とにかく、米銀行には追い風になる人事かもしれません。
そして商務長官のウィルバー・ロスとUSTRに指名されたダン・ディミッコに共通するのは鉄鋼でしょう。中国の輸出に対する姿勢で厳しいものになると予想できます。
さらに通称チームには鉄鋼貿易のベテラン弁護士3人の起用も決まっているようです。
軍経験者も多く起用しています。
選挙選中に防衛強化を訴えていたのでオバマ政権より力を入れると思われますが、先日エアフォースワンや主力戦闘機のF-35の製造費が「バカ高いじゃねーか!」とツイートしたから防衛関連銘柄は下落しました。防衛に力入れるの、入れないの。どっちなんだいと言いたくなります。
ちなみに国防長官のジェームズ・マティスは「人を殺すのが楽しい」なんて恐ろしい発言をして「狂犬」などと言われていますが、アメリカの国家安全保障法によれば、退役してから7年以上経過しないと元軍人は国防省の要職には就けません。マティスは2013年退役で法律に触れるため、議会に人事の賛否を問う必要があります。

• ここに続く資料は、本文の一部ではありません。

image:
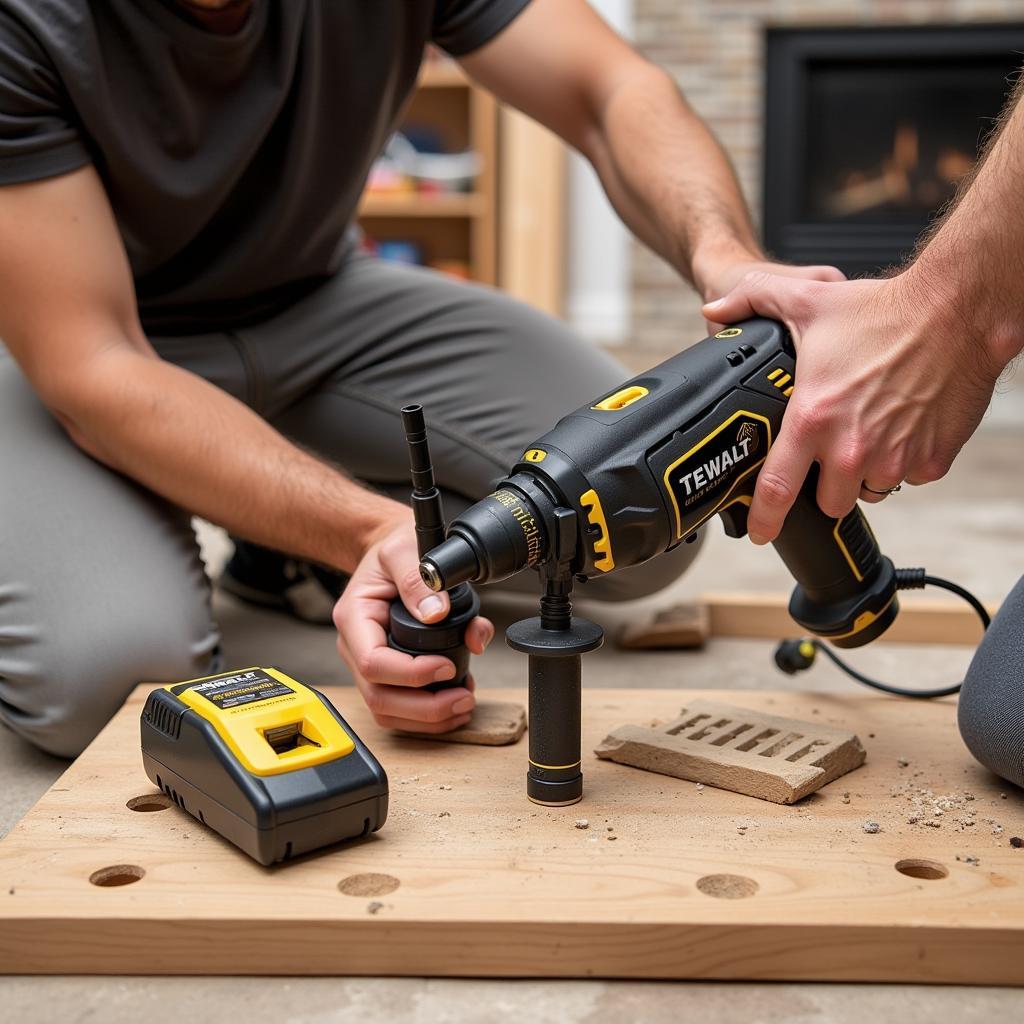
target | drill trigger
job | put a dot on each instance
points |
(595, 516)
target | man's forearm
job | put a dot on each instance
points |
(198, 446)
(669, 178)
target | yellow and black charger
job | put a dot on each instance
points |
(263, 760)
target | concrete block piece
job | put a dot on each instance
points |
(765, 756)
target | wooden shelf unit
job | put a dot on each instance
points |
(448, 226)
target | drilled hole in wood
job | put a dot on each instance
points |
(749, 744)
(779, 744)
(727, 886)
(731, 734)
(914, 867)
(804, 751)
(117, 875)
(701, 732)
(369, 885)
(148, 802)
(686, 724)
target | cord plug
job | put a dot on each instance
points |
(796, 655)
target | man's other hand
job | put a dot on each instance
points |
(391, 682)
(891, 382)
(722, 280)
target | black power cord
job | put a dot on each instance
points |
(797, 655)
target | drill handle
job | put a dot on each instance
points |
(846, 588)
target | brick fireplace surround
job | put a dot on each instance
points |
(714, 49)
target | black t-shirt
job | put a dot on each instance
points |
(233, 163)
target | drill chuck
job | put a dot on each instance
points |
(491, 541)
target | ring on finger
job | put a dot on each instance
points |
(883, 492)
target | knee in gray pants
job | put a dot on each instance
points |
(64, 678)
(990, 713)
(100, 583)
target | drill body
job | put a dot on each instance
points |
(640, 470)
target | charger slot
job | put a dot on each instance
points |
(283, 738)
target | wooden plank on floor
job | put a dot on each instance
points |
(667, 881)
(922, 620)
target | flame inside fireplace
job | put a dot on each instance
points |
(901, 178)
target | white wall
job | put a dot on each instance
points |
(598, 249)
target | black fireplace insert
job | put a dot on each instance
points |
(867, 132)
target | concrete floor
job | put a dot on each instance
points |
(969, 527)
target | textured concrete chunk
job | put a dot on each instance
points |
(764, 756)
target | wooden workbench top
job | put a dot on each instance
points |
(667, 880)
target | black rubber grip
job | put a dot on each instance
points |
(555, 774)
(845, 586)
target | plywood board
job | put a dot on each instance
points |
(467, 878)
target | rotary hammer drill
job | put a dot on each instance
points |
(633, 474)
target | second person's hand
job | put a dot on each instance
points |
(892, 379)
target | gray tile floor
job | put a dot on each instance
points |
(969, 526)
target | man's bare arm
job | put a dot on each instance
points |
(662, 168)
(894, 376)
(69, 317)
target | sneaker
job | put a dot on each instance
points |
(270, 580)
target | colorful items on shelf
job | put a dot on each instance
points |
(415, 161)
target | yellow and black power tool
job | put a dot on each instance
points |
(263, 760)
(633, 474)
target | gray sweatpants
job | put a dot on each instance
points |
(100, 581)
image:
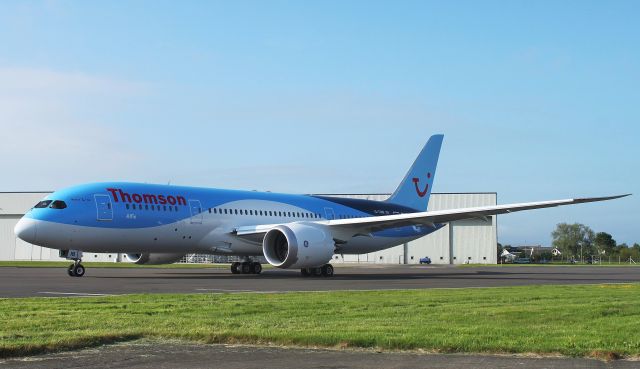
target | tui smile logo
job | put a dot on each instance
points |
(416, 181)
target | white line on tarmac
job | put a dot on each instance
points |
(76, 293)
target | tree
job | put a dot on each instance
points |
(573, 239)
(605, 242)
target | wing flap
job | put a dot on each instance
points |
(346, 228)
(429, 218)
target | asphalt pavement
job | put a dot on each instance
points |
(162, 355)
(24, 282)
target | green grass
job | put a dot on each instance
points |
(64, 264)
(591, 320)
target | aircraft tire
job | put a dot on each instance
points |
(327, 270)
(256, 268)
(78, 270)
(246, 268)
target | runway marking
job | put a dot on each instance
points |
(79, 294)
(220, 290)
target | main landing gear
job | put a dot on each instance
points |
(323, 271)
(76, 269)
(246, 267)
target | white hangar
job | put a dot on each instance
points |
(468, 241)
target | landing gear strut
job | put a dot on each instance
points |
(246, 267)
(76, 269)
(324, 271)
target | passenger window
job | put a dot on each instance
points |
(58, 205)
(43, 204)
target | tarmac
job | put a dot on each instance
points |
(163, 355)
(54, 282)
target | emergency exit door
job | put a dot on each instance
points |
(103, 207)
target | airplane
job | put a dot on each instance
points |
(159, 224)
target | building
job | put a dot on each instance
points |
(468, 241)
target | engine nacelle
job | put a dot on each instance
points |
(298, 245)
(153, 258)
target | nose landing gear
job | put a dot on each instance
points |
(324, 271)
(76, 269)
(246, 267)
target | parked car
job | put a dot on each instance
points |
(522, 261)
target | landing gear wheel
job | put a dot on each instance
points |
(256, 268)
(235, 268)
(327, 270)
(78, 270)
(246, 268)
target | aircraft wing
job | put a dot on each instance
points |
(346, 228)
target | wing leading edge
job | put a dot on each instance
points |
(428, 218)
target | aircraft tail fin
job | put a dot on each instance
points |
(415, 188)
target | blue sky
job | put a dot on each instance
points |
(537, 100)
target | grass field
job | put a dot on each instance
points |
(592, 320)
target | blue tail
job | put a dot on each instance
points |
(415, 188)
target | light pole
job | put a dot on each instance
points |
(580, 244)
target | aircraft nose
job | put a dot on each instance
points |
(26, 230)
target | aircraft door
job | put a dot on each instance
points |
(103, 207)
(196, 211)
(329, 213)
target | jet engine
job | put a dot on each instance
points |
(153, 258)
(298, 245)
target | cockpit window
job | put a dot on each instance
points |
(58, 205)
(43, 204)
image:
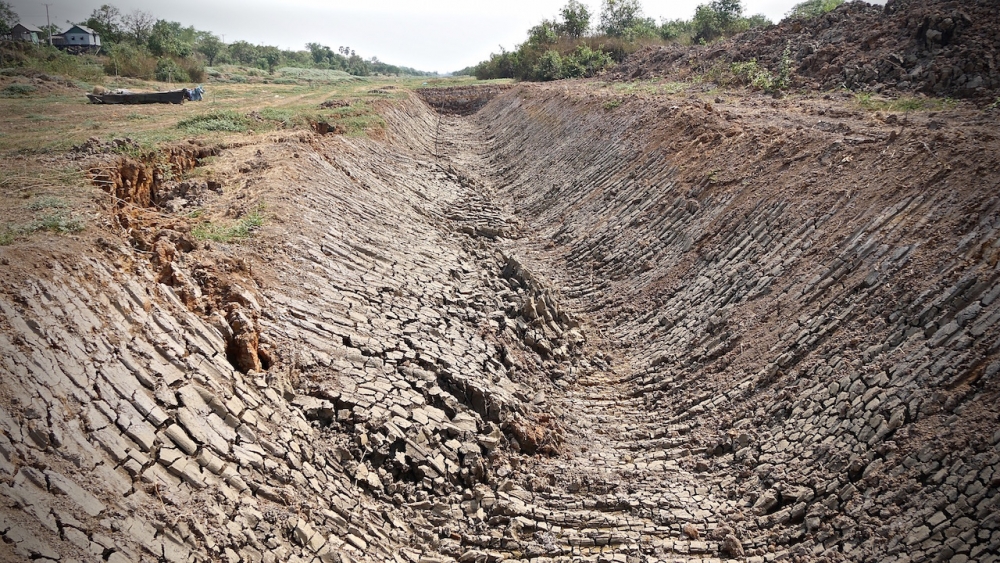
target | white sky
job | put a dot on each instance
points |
(431, 35)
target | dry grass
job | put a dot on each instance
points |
(38, 128)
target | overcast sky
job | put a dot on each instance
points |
(433, 35)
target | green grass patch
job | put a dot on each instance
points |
(225, 120)
(18, 91)
(57, 222)
(47, 202)
(870, 102)
(239, 230)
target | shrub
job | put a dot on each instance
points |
(126, 59)
(242, 229)
(813, 8)
(18, 91)
(585, 62)
(194, 68)
(167, 70)
(549, 66)
(225, 120)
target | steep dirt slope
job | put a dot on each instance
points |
(372, 387)
(936, 47)
(800, 301)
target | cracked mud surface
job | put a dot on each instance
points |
(750, 330)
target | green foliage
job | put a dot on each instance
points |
(870, 102)
(676, 30)
(129, 60)
(543, 34)
(575, 20)
(225, 121)
(813, 8)
(242, 229)
(624, 18)
(549, 66)
(47, 202)
(138, 26)
(8, 18)
(58, 221)
(17, 90)
(107, 22)
(169, 39)
(756, 76)
(722, 18)
(210, 46)
(585, 62)
(167, 70)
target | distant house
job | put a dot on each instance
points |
(25, 32)
(77, 39)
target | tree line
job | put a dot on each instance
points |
(571, 45)
(138, 45)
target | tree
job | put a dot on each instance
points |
(542, 34)
(728, 12)
(576, 20)
(138, 25)
(624, 18)
(271, 56)
(813, 8)
(210, 46)
(169, 39)
(243, 52)
(8, 18)
(107, 22)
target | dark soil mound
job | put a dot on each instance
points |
(935, 47)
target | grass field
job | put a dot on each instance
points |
(42, 119)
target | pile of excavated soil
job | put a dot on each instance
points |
(938, 47)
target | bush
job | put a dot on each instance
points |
(226, 121)
(17, 91)
(549, 66)
(585, 62)
(813, 8)
(194, 68)
(167, 70)
(126, 59)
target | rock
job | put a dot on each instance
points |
(731, 545)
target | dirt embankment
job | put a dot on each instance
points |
(940, 47)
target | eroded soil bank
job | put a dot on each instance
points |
(556, 329)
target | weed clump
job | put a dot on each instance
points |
(225, 121)
(18, 91)
(242, 229)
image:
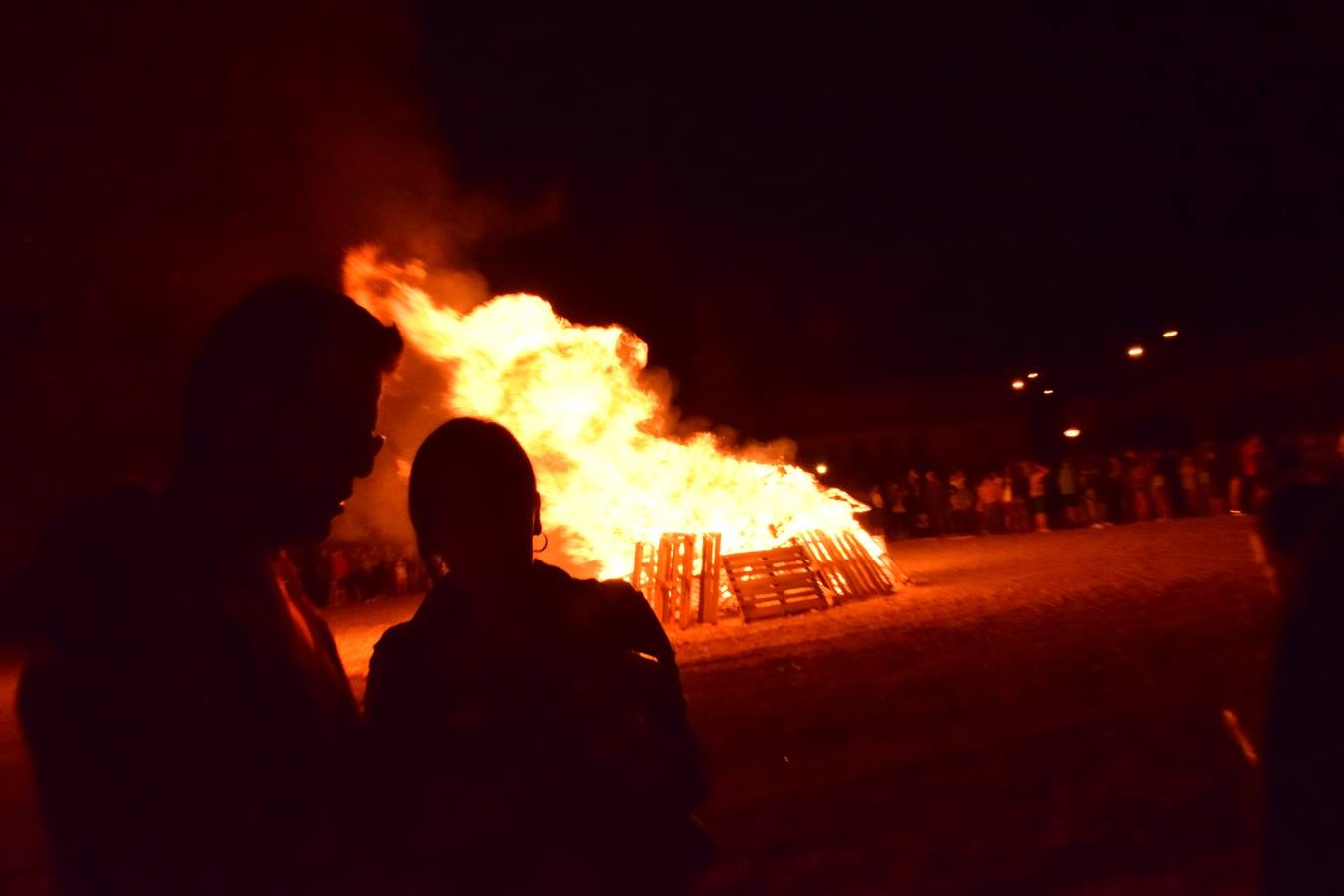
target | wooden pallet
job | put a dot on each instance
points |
(775, 583)
(845, 565)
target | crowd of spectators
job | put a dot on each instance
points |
(342, 572)
(1095, 489)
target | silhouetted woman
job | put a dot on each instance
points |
(530, 727)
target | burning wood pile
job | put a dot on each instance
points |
(711, 527)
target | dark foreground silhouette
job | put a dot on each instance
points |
(1302, 533)
(530, 726)
(188, 718)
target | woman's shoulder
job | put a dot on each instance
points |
(601, 606)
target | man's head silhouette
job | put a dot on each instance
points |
(280, 411)
(473, 499)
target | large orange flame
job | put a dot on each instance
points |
(607, 468)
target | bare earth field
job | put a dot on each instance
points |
(1039, 715)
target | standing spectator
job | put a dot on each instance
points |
(1068, 492)
(960, 501)
(916, 503)
(899, 511)
(936, 504)
(1116, 491)
(878, 515)
(1252, 462)
(988, 493)
(1140, 497)
(1090, 483)
(1189, 474)
(1220, 479)
(1302, 541)
(1036, 485)
(1158, 487)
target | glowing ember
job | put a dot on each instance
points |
(609, 469)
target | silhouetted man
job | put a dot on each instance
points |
(190, 719)
(1301, 530)
(531, 727)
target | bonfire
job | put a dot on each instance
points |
(613, 472)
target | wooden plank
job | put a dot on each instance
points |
(775, 583)
(710, 577)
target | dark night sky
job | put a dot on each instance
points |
(917, 192)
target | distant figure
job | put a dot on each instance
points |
(188, 716)
(1159, 485)
(1302, 534)
(1067, 483)
(1007, 503)
(988, 493)
(960, 501)
(936, 504)
(1036, 474)
(1190, 487)
(530, 727)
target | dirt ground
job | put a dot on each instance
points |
(1040, 714)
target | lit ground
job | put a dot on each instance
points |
(1040, 715)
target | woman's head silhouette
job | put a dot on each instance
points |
(473, 500)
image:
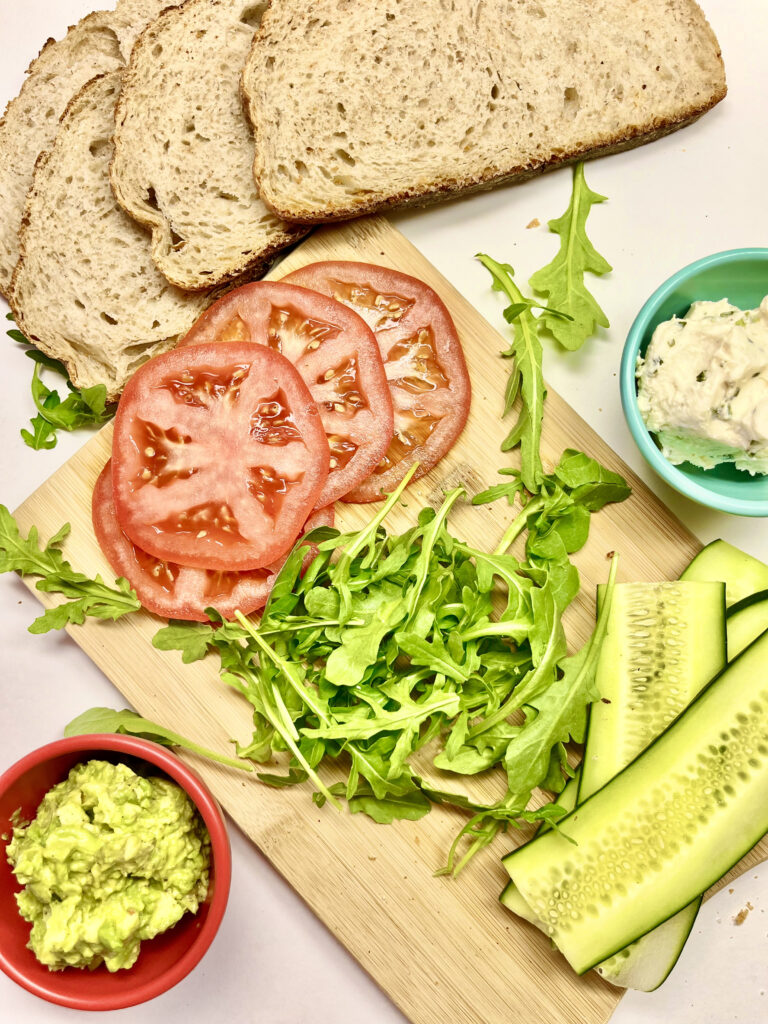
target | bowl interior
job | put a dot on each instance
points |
(162, 962)
(740, 276)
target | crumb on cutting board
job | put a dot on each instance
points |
(742, 913)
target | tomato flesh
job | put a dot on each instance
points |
(218, 456)
(337, 356)
(179, 591)
(423, 360)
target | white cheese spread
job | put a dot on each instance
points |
(702, 386)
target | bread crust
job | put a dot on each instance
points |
(71, 349)
(380, 200)
(159, 222)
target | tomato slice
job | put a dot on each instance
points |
(178, 591)
(338, 357)
(218, 457)
(423, 359)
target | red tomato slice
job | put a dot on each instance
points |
(423, 359)
(218, 457)
(338, 357)
(178, 591)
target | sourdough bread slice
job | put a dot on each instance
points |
(183, 147)
(98, 44)
(85, 290)
(357, 107)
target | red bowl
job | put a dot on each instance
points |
(164, 961)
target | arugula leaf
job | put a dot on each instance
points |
(525, 349)
(562, 280)
(86, 596)
(86, 407)
(193, 639)
(109, 720)
(560, 712)
(384, 810)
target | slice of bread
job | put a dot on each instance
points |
(183, 147)
(99, 43)
(85, 290)
(358, 107)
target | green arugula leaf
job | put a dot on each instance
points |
(384, 810)
(86, 597)
(525, 349)
(108, 720)
(560, 712)
(193, 639)
(562, 280)
(86, 407)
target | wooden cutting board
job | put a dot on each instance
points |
(443, 949)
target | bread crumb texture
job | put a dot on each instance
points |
(183, 147)
(85, 290)
(98, 44)
(361, 105)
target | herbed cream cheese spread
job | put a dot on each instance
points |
(702, 386)
(111, 858)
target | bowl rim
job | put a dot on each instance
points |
(160, 757)
(667, 470)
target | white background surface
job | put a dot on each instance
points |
(697, 192)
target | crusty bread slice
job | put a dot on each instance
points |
(85, 290)
(358, 107)
(99, 43)
(183, 147)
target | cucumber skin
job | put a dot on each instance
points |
(700, 730)
(632, 971)
(745, 621)
(720, 561)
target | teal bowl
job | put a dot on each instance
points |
(741, 276)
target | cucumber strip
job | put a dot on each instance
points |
(647, 963)
(745, 622)
(741, 573)
(665, 641)
(648, 684)
(510, 897)
(664, 829)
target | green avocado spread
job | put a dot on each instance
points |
(111, 858)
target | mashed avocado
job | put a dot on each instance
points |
(111, 858)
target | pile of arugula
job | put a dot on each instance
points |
(81, 408)
(390, 643)
(394, 651)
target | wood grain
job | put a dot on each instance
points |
(444, 950)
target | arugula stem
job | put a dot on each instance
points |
(501, 628)
(361, 539)
(303, 691)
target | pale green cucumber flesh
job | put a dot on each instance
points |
(647, 963)
(510, 897)
(664, 642)
(741, 573)
(664, 829)
(514, 902)
(745, 622)
(648, 680)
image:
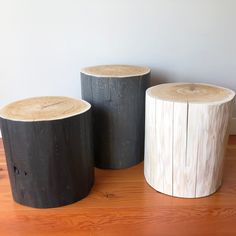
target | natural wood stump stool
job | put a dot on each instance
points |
(117, 93)
(48, 147)
(185, 137)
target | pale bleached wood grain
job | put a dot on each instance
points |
(185, 143)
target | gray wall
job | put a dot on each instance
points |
(44, 43)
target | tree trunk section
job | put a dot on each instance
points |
(185, 138)
(49, 152)
(117, 95)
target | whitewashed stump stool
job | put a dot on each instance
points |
(117, 94)
(186, 132)
(49, 151)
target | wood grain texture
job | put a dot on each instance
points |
(118, 113)
(50, 163)
(121, 203)
(186, 133)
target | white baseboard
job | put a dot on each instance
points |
(232, 127)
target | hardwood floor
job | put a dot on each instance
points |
(122, 203)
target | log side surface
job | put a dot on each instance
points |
(117, 94)
(185, 137)
(49, 153)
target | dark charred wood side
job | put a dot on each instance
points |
(118, 106)
(50, 163)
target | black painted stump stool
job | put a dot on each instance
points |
(48, 148)
(117, 93)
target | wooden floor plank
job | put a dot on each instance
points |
(122, 203)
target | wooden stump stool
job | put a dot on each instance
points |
(185, 138)
(117, 93)
(48, 147)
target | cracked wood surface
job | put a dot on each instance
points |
(44, 108)
(118, 107)
(185, 137)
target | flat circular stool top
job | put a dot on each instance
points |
(191, 92)
(43, 108)
(120, 71)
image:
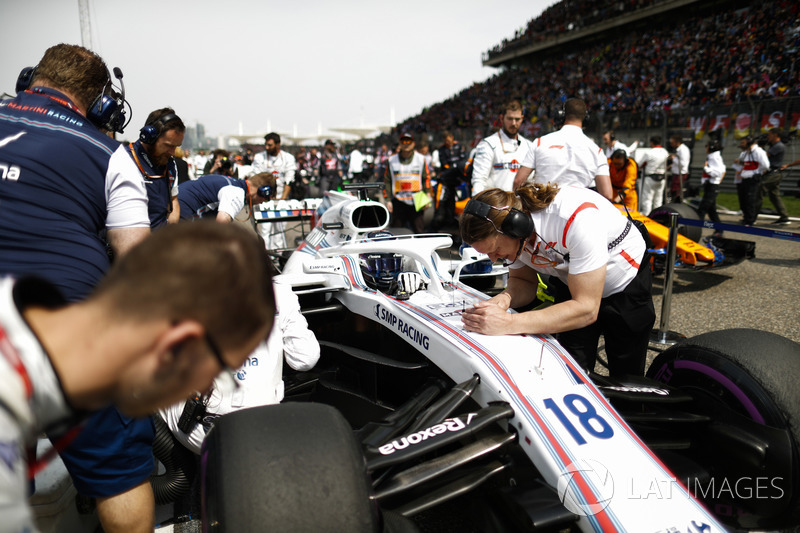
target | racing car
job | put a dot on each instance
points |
(411, 423)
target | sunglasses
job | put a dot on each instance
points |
(224, 382)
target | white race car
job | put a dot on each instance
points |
(411, 423)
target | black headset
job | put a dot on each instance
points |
(265, 191)
(107, 111)
(561, 115)
(150, 133)
(516, 224)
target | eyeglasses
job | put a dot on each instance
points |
(224, 382)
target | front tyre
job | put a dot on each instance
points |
(280, 468)
(747, 381)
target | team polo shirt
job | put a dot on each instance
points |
(497, 160)
(200, 198)
(161, 184)
(572, 235)
(566, 157)
(62, 183)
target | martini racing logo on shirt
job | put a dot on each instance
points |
(512, 165)
(404, 328)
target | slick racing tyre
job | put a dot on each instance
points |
(746, 382)
(661, 215)
(280, 468)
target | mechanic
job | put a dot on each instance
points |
(624, 171)
(220, 162)
(613, 144)
(60, 214)
(125, 344)
(259, 379)
(330, 168)
(596, 260)
(404, 175)
(224, 197)
(679, 167)
(452, 161)
(654, 168)
(498, 156)
(567, 156)
(713, 172)
(754, 163)
(154, 155)
(283, 166)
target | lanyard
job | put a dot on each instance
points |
(502, 146)
(34, 465)
(66, 103)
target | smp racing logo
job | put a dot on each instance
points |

あとは国務長官のレックス・ティラーソンでしょうか。石油大手のエクソンモービルCEOでしたが国務長官に指名されました。ロシアと関係が深いということで賛否がありますが、だからトランプは指名したのかもしれません。共和党内でも懐疑的な見方もあるため上院で承認されるかは不明です。
このようにトランプ次期政権の人事はほぼ決まりましたが、あとは実際に公言した政策が行われるかどうかです。もし現実の壁にぶち当たり期待はずれ終われば、あれよあれよと真っ逆さまになるかもしれません。懐にしまっている刀が、なまくら刀でないことを願います。